Preissteigerung bringt Bedürftige immer mehr in Bedrängnis

Preise für Energie und Wohnen sind in Hamburg deutlich höher als anderswo.

Die Preise für Energie, Wohnen aber auch für Gesundheit und Lebensmittel sind in Hamburg deutlich höher als anderswo. Hamburger SoVD-Landeschef Klaus Wicher: „Zusätzlich steigt die Inflation, die vor allem diejenigen trifft, die nur wenig haben. Auch für dieses Jahr ist eine Inflationsrate von bis zu fünf Prozent prognostiziert. Dem muss der Senat Rechnung tragen, als allererstes mit einem Zuschuss zur Grundsicherung im Alter aus eigenen Mitteln. Geringverdiener:innen und finanzschwache Familien sollten Unterstützung durch ein erhöhtes Wohngeld bekommen“. 

Hamburger:innen, die nur wenig zum Leben haben, müssen sich immer mehr einschränken. Alles wird teurer, die Inflationsrate liegt derzeit bei über vier Prozent. Vor allem die kalte Jahreszeit belastet die Portmonees der Hamburger:innen, denn sie müssen für Energie und Strom deutlich mehr ausgeben. Laut Heizspiegel steigen die Preise für Fernwärme um neun Prozent, bei Erdgas sind es 13 und bei Heizöl sogar 44 Prozent. Auch die Strompreise ziehen deutlich an: Ein Ein-Personen-Haushalt muss jetzt im Monat zwischen 51,16 Euro (Vattenfall) und 66,94 Euro (Yello) für 1500 kwh Strom ausgeben. „2022 sind im Regelsatz allerdings nur 38,08 Euro monatlich dafür vorgesehen. Auch die Regelsatzbemessung für Alleinerziehende mit Kindern, sie liegt in diesem Jahr bei 101,84 Euro, ist zu niedrig, denn für 3500 kwh zahlt man jetzt monatlich zwischen 105,60 Euro (Vattenfall) und 141 Euro (Lichtblick). Für alle Hartz IV-Empfänger:innen, aber auch alle anderen Hamburger:innen mit kleinem Einkommen sind die steigenden Energiepreise ein richtig dickes Brett und bedeutet, dass sie die Kosten an anderer Stelle einsparen müssen“, stellt Wicher klar.

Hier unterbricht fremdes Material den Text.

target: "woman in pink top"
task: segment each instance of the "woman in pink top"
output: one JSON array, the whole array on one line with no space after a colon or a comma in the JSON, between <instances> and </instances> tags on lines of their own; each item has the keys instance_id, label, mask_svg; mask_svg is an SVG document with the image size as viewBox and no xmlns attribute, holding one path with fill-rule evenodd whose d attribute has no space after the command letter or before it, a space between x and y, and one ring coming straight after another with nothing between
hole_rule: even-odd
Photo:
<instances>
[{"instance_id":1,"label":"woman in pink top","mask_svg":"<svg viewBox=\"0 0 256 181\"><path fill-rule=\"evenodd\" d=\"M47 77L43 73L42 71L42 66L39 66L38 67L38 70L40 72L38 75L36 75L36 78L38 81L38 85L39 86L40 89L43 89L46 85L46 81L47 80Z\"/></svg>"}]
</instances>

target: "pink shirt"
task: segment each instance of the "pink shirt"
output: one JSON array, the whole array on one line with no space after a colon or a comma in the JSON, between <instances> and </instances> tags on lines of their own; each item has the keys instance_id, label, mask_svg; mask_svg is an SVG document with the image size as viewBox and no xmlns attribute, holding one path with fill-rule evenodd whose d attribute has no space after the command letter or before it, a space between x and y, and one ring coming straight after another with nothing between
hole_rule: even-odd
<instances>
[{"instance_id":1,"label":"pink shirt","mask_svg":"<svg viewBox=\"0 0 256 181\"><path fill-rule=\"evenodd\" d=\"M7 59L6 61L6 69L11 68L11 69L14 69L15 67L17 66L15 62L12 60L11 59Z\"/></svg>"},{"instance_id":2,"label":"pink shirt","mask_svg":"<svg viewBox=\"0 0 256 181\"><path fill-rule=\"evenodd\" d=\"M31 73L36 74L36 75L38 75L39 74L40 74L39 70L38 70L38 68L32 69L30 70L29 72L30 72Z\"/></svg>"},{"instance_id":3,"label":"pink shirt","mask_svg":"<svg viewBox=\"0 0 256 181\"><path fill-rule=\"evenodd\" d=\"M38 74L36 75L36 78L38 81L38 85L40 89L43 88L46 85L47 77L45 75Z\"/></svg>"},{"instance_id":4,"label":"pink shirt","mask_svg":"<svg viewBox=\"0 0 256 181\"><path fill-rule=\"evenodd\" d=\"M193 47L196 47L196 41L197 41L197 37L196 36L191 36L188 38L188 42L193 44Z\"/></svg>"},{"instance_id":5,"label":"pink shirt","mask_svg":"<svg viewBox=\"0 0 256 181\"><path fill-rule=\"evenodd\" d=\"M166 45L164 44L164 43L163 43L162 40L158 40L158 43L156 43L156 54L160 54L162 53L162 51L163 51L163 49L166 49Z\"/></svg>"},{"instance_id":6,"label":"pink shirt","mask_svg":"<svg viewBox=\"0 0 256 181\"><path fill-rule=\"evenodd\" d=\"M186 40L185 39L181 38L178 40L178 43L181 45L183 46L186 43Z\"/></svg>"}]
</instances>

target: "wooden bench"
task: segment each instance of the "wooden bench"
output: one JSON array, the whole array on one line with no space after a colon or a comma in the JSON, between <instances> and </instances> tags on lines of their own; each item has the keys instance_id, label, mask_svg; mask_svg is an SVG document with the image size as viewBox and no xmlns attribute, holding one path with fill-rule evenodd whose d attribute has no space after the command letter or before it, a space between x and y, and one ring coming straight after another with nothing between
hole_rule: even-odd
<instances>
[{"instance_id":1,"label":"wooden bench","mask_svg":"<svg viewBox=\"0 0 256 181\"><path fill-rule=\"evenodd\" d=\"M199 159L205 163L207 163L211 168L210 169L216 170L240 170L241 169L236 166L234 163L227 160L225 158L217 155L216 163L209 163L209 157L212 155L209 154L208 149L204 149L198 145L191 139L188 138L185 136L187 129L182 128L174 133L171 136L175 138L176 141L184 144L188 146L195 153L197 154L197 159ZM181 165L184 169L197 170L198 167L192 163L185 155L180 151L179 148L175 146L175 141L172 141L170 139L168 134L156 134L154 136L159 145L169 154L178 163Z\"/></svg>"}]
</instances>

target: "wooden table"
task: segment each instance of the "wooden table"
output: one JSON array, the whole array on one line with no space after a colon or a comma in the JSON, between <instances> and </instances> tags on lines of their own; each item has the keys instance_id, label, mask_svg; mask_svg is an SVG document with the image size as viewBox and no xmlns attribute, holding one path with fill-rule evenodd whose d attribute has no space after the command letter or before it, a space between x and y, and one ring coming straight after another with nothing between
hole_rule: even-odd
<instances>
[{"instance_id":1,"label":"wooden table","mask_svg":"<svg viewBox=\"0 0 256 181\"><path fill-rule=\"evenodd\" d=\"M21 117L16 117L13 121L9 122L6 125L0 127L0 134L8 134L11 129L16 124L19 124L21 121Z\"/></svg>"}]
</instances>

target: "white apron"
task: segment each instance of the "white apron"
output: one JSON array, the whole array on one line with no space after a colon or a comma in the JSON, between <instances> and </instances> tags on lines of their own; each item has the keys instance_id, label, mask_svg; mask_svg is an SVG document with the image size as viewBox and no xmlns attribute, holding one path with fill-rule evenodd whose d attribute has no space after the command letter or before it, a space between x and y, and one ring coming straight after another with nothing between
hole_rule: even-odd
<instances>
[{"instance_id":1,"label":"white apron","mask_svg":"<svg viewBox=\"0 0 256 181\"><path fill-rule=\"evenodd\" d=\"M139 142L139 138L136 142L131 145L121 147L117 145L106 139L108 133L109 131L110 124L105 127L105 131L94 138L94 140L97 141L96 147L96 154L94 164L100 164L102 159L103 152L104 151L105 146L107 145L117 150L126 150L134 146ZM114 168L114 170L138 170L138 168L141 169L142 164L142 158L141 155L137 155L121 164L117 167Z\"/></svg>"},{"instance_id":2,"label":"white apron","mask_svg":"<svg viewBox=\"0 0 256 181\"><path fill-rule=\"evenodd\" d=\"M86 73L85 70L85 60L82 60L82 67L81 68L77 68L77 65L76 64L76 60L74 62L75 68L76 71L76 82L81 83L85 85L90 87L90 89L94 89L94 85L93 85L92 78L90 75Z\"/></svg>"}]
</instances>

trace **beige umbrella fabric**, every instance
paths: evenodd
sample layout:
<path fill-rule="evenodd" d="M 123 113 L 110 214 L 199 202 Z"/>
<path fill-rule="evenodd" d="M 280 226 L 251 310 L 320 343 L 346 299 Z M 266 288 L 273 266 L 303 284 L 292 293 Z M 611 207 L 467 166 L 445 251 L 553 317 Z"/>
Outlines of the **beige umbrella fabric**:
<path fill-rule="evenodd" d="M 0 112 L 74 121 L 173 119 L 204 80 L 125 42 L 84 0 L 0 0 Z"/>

Auch die steigenden Preise für Lebensmittel sind für Wicher Anlass zur Sorge: „Kaffee kostet über 30 Prozent mehr, für Brot und Gemüse muss man heute ein Viertel mehr ausgeben als vor einem Jahr“, sagt Wicher. Immer mehr Menschen wüssten nicht mehr weiter und versorgten sich bei den Tafeln: „Dort stehen nicht nur immer mehr Hartz IV-Empfänger:innen in der Schlange, sondern auch die Verlierer der Corona Krise, nämlich diejenigen, die von Kurzarbeitergeld leben mussten sowie Senior:innen, die eine kleine Rente haben oder von Grundsicherung leben. Auch in unserem Sozialkaufhaus Capello im Osdorfer Born haben wir immer mehr Kund:innen, die sich mit Kleidung, Kinderspielzeug und Hausrat versorgen!“. 

Die Erhöhung des Hartz IV-Satzes um knauserige drei Euro im Monat könne das natürlich überhaupt nicht ausgleichen: „Hier geht es um eine Erhöhung von schmalen 0,75 Prozent. Damit kann sich kein:e Alleinerziehende:r mehr für sich und ihre Kinder leisten, auch für die Senior:innen und Langzeitarbeitslosen bringt dieser Betrag keinerlei Erleichterung. Die Erhöhung ist aus meiner Sicht schlicht und einfach eine Kürzung durch die Hintertür. Schon deshalb muss Hamburg ein Signal setzen, das soziale Kompetenz zeigt. So, wie es München schon seit Jahren macht, muss auch der hanseatische Senat in die Schatulle greifen und die Grundsicherung im Alter erhöhen!“ Auch Sachmittel wie FFP2 Masken sollte der Senat Bedürftigen kostenfrei zur Verfügung stellen.